I am having a blast supporting my team as a project manager. In this role I get to set team meetings, create agendas, ask questions on behalf of the team, and provide cheesy weekly quotes to encourage my team toward greatness. I also work with one other student on business analysis. Together, we are creating a business model, financial model, marketing plan, and product-to-market plan for our new platform. The remaining team members are coding a prototype of our platform. All of our work is being supported by coaches assigned directly to our team who have business and coding experience.
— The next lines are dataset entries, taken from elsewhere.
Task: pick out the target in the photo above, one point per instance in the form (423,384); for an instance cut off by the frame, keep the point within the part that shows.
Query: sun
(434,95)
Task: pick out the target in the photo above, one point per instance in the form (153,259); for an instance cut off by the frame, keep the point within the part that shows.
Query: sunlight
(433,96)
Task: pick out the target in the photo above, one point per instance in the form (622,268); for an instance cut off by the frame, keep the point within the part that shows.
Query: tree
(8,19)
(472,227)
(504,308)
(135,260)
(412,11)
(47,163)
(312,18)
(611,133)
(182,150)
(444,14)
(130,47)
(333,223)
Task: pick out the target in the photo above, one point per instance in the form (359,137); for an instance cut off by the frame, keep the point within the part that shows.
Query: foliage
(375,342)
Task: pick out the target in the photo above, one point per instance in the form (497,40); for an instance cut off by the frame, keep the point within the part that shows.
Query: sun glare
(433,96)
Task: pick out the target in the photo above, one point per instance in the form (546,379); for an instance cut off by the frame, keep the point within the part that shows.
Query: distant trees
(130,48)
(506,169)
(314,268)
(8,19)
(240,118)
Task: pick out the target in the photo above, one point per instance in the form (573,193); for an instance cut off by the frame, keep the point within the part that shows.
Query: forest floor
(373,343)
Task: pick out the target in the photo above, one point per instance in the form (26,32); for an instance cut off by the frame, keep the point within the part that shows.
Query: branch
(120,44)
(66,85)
Don’t forget, the program is called the S.O.S Challenge for a reason. No, we are not stranded on a tropical island, but we are competing against other teams to produce the best ideas and solutions. At the end of the five-week challenge each team’s idea will be judged against other ideas from the same subject category. One team from each category will win and receive an additional stipend. Additionally, the public will also get a chance to weigh in on the contest by voting on their favorite solution. Lastly, the challenge will culminate with the best three teams presenting their ideas to Governor Eric Holcomb.

As I write this post, we are beginning week four of the challenge. I have learned so many things and enjoyed my experience greatly. I can promise I never thought I’d be spending my summer solving some of our state’s most pressing issues or developing a website, but here I am. My short time in the TechPoint S.O.S. Challenge has connected me to so many students and professionals in Indiana, given me ideas about new career paths after graduation, and challenged me in new ways as a business student and young professional. It may not be what I had in mind back in March, but it’s obvious to me that this experience will be invaluable.